Richard Goldstein and Yan Cheng--
Partha Deb claims (correctly, from my point of view) in another thread
that various reduced form approaches are often better regarded than a
structural equations approach, usually because the theoretical and
statistical assumptions required for identification are somewhat more
palatable. With a binary "intervening variable" whose causal impact is
of primary interest, and some complicated theoretical "path diagrams"
of causation, the usual Stata command for reduced form models is
-treatreg- and for other models where the variable of interest is not
binary, see -ivreg2- (from -ssc install ivreg2-). In Richard's
example, suppose instead of a "causal diagram" like
b --> d --> h
we have
b --- h
\ /
\ /
d
with arrows ending like so:
b --> h
b--> d --> h
so e.g. b increases d which increases h, and b also directly increases
h. (I don't think the original diagram really captures causation of
heart rates, nor does my revised diagram, but that is why I am using
letters instead of names--assume the causation really does flow as
shown.) Then (especially if the correct model is linear) you can
regress h on b and d and get the partial effect of b and d (two of the
three arrows). If you want the total effect of b on h, then you
regress h on b and leave d out of the model. Neither of these
approaches estimates all three arrows at once--hence they are "reduced
form" rather than "structural equations" models.

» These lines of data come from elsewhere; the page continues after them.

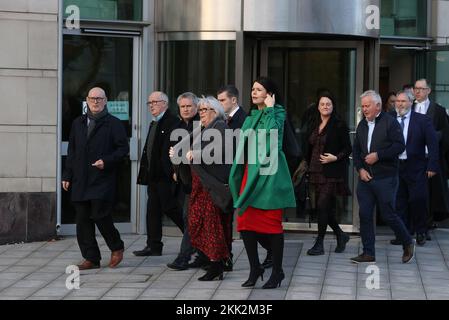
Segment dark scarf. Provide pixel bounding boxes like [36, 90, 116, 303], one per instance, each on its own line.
[87, 106, 109, 137]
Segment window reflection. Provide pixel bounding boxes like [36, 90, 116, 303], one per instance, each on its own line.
[64, 0, 142, 21]
[159, 41, 235, 106]
[380, 0, 427, 37]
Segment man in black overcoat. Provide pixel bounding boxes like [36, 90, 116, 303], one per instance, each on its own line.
[413, 79, 449, 236]
[133, 91, 184, 256]
[62, 88, 129, 270]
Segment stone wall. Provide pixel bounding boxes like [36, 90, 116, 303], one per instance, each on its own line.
[0, 0, 58, 244]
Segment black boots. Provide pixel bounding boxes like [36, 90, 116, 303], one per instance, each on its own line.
[198, 261, 223, 281]
[307, 237, 324, 256]
[262, 270, 285, 289]
[242, 266, 265, 288]
[335, 231, 349, 253]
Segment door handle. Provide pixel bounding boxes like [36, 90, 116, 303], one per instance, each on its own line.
[129, 137, 139, 161]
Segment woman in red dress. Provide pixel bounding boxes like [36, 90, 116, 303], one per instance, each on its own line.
[229, 77, 296, 289]
[175, 97, 232, 281]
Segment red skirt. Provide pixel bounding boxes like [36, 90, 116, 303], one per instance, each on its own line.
[237, 166, 284, 234]
[188, 170, 232, 261]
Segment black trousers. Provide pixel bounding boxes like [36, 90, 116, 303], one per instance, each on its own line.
[396, 164, 428, 235]
[147, 181, 184, 252]
[74, 200, 125, 263]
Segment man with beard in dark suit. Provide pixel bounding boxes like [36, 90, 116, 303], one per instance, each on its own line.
[413, 79, 449, 240]
[133, 91, 184, 256]
[392, 91, 439, 245]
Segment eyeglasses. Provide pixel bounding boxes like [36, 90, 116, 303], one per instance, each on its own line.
[87, 97, 105, 102]
[147, 100, 165, 106]
[198, 108, 215, 113]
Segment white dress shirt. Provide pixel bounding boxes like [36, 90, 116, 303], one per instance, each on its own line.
[415, 98, 430, 114]
[365, 113, 380, 153]
[397, 110, 412, 160]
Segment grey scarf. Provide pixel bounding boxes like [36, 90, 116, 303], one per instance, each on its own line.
[87, 106, 109, 138]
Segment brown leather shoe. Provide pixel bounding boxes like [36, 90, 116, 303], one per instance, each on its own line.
[402, 241, 415, 263]
[109, 249, 124, 268]
[77, 260, 100, 270]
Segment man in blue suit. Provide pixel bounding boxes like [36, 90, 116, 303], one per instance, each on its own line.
[351, 90, 415, 263]
[392, 91, 439, 245]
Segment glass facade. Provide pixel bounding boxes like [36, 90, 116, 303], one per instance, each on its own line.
[64, 0, 142, 21]
[158, 40, 235, 106]
[428, 48, 449, 109]
[268, 47, 357, 224]
[380, 0, 427, 37]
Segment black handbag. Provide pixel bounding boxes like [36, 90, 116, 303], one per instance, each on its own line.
[192, 166, 234, 213]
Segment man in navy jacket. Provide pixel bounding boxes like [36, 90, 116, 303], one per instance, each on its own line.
[351, 90, 415, 263]
[392, 91, 439, 245]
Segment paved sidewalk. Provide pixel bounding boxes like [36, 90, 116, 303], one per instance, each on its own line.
[0, 229, 449, 300]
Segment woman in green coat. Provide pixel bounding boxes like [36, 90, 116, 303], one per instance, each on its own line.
[229, 78, 296, 289]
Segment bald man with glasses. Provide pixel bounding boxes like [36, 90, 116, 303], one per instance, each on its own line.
[133, 91, 184, 256]
[62, 88, 129, 270]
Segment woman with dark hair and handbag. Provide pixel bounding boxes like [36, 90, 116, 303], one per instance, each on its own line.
[305, 92, 352, 255]
[169, 97, 233, 281]
[229, 78, 296, 289]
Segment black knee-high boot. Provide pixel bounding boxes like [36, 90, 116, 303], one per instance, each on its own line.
[257, 233, 273, 269]
[241, 231, 264, 287]
[262, 233, 285, 289]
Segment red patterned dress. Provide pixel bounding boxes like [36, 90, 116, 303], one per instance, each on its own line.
[188, 170, 232, 261]
[237, 166, 284, 234]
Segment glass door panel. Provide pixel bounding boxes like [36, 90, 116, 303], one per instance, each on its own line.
[261, 41, 363, 231]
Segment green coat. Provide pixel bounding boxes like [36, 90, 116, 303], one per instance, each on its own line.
[229, 105, 296, 215]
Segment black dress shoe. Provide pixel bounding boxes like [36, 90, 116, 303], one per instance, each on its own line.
[167, 257, 189, 271]
[189, 254, 210, 270]
[133, 247, 162, 257]
[198, 261, 223, 281]
[402, 240, 415, 263]
[262, 271, 285, 289]
[223, 258, 234, 272]
[416, 233, 426, 246]
[390, 238, 402, 246]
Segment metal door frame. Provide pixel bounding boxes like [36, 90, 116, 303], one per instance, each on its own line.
[260, 40, 365, 232]
[56, 30, 142, 235]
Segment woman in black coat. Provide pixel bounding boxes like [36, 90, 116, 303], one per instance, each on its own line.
[305, 92, 352, 255]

If instead we have arrows ending like so:
b --> h
d --> b
d --> h
we have the classic "omitted variables" problem if we leave d out of
the regression. It is usually the case that when a variable like d in
this example cannot be directly measured (latent ability, unknown
genotype, etc.) people fall back on Instrumental Variables, finding
another variable z that satisfies z--> b but not z--> h on the causal
diagram (and satisfying various other statistical assumptions) and
then use -ivreg2 h (b=z)- to estimate.
On 3/5/07, Austin Nichols <austinnichols@gmail.com> wrote:
Richard Goldstein and Yan Cheng--
Any discussion of intervening variables or path analysis could touch
on hundreds of different sets of terminology from numerous
disciplines, but a seach on "structural equations models" should
encompass much of the relevant literature [in Stata, the first hit
should be on -reg3- probably, and see gllamm.org for complicated
models]. This thread is certainly a long one in economics, and no
short answer is likely to satisfy.
On 3/5/07, Partha Deb <partha.deb@hunter.cuny.edu> wrote:
If you take the approach and specify the treatment equation as a reduced form,
then you have the lower burden of defending the structure of the outcome
equation, and are implicitly admitting you don't have much confidence in
whatever structural form might underly the treatment process. It's safe to
say this is currently the more popular approach.